In the past digital assets have not been considered in the estate planning process.
However, with technological advances occurring every day and the reliance on technology, more individuals today than ever before need to consider how to dispose of their digital assets upon their demise. The intangible nature of a digital asset requires careful planning.
Since digital assets are virtual intangible possessions, they encompass items such as your emails, photos, online music albums, electronic books, online financial accounts, and more. It’s possible to categorize them into two segments:
1) Monetary Value: include websites generating income possibly through advertisements along with iTunes, music libraries, Kindle books, PayPal accounts, etc. An easy way to understand this, is in the past organizations have kept their files, invoices, orders, etc. organized in physical file folders. Today those may now have password protected software that warehouses that data.
2) Sentimental Value: includes pictures, videos, and emails you wish to save. Even though these items may have no monetary value, they may be of great importance to family and friends.

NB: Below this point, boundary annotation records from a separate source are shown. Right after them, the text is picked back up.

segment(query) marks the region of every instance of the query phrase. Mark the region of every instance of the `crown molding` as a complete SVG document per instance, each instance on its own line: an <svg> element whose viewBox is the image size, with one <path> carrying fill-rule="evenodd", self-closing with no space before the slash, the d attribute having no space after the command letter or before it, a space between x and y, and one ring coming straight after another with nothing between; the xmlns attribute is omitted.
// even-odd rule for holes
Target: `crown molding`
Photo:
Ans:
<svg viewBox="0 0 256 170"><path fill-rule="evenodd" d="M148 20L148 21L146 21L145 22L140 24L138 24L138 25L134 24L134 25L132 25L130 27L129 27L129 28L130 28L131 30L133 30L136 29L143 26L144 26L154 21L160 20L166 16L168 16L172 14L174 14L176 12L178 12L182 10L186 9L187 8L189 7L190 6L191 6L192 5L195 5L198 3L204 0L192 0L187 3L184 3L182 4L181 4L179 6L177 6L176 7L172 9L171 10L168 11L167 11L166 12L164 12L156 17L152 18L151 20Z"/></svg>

The problems associated with transferring digital assets at the time of a death or incapacity include:
1) Locating the digital asset: just the simple fact of trying to find and knowing of the digital asset owned by the incapacitated or deceased loved one, is the most problematic issue when attempting to settle the affairs.
2) Due to the fact that there is a lack of legislation, especially here in California where there isn’t any law for Executors, Trustees, or Beneficiaries to rely on in attempting to access these digital assets. Whereas in other states such as Connecticut, Idaho, Oklahoma, Rhode Island, and Indiana are states that have enacted legislation. But since technology is developing faster than the law these laws are quickly becoming outdated as well.
3) Since there isn’t any law here in California, it is important to rely on the terms of the Service Provider for transferability. These terms of service are what you sign when you open up an online account. In some instances, your online account is non-transferable and must be terminated upon the death of the owner of the account. In some cases like Yahoo the account will be automatically deleted, if Yahoo should find out the owner has died, at the same time deleting all of the contents of the account and terminating that account permanently.
What can be done to preserve your digital assets?
1) Prepare an inventory and instructions. This should include all of the digital assets owned, including computers, email accounts, social media accounts, financial accounts, content or type of account, virtual locations or physical, passwords, user names, and security questions along with instructions regarding what should happen to these accounts at the time of one’s death or incapacity and who the recipient of the digital assets should be.
It is critical that you do not include the digital inventory and instructions in your will since the will could become a public record, exposing all of your personal information. It is best to keep this information in a safe deposit box with instructions as to how to get to it in your estate plan informing your Executor and/or Trustee of its location.
2) Contact the various websites to determine what each website will allow with regard to their terms of service. Some accounts such as Google actually have a feature allowing you to tell Google what you would like done with your digital assets when you die or can no longer use your account. With Google you are able to designate a contact to receive the specified data which is found in any of the Google services.
3) The Executor, Trustee, or your Power of Attorney (POA) for asset management should have the right to manage your digital assets. This is critical when designing your trust, will, or POA for asset management.
Technology has pushed to the forefront the necessity to deal with our digital assets. Please contact your advisors to determine the best course of action.